Global strategy paying off in volatile economic climate for Daimler
October 8, 2012
LAS VEGAS, Nev. -- Daimler’s global presence has matured to the point where the company is capable of offsetting weaker markets with stronger ones, and able to stick to its sales targets despite short-term uncertainties, according to its...
LAS VEGAS, Nev. — Daimler’s global presence has matured to the point where the company is capable of offsetting weaker markets with stronger ones, and able to stick to its sales targets despite short-term uncertainties, according to its leader, Andreas Renschler.
Despite the lingering economic uncertainty, the globe’s leading truck manufacturer aims to sell 500,000 units in 2013, more than 500,000 units in 2015, and 700,000 units in 2020.
“We used to be at the mercy of market cycles. Today, we are pretty good at riding them out,” Renschler said during an executive press briefing here in conjunction with the American Trucking Associations Management Conference & Exhibition. “There might be economic headwinds on our way. But we can also count on some tailwinds. We are the market leader in the profitable regions of NAFTA and Europe. We are leading the field in Turkey. We are No. 1 with Euro V vehicles in Brazil. And we expect to sell more profitable heavy-duty trucks in Asia.”
Renschler said Daimler is enjoying sales growth in Europe despite weaker demand in southern Europe, demand in Brazil, although weakening, is still at a high level, sales are showing very strong growth in Japan and Indonesia, US sales growth so far in 2012 is about 25% and Canada is knocking it out of the park this year with 56% growth.
“There is some serious growth in the NAFTA region. The good thing is, our growth is outpacing the market’s. Our sales went up by almost a third compared to last year.”
He added that even more important than sales growth is market share, and Daimler Trucks North America is the market leader in the Classes 6-8 segment.
Renschler says the company’s philosophy is helping drive the impressive performance and it’s a simple one: As global as possible, as local as necessary.
That creates a broad range of advantages for Daimler, including more flexibility in manufacturing, less complexity in its supplier base, faster time-to-market, and higher quality products, he said.
“All of that is good for us, but most importantly: It’s good for our customers: They get the best technology, tailored to their needs, at a competitive price,” Renschler added.

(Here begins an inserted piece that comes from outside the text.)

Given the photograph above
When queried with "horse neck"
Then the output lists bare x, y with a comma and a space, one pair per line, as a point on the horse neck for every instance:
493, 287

He pointed to the Freightliner Cascadia Evolution – considered the company’s “next big thing” as a prime example. Thanks to aerodynamic improvements and the Detroit DD15 engine, the truck consumes up to 7% less fuel than its predecessor, under real-world conditions, Renschler claimed.
Asked whether the flipside to a global and integrated platform is not strained relationships with suppliers such as Eaton, Meritor and Cummins, Martin Daum, head of Daimler Trucks North America, said it doesn’t have to be.
“Cummins is as much a global company as we are. We benefit in the US from their expertise and we are very close partners when it comes to those innovations,” Daum said, pointing out that working with partners when possible also helps in riding out market highs and lows.
Daum’s remarks also revealed that the time when Daimler will be so integrated with its own products it would no longer need other component manufacturers is not in the near future.
“They are our largest suppliers today and they will be our largest suppliers in the future,” Daum said.
One area where Daimler is leaning on suppliers is in the move towards natural gas engines. Although it has its own engine manufacturer, Detroit, it is still leaning on Cummins for natural gas power. Daum said the market for natural gas engines is still far from large enough to warrant placing its own resources towards making natural gas engines for the North American market.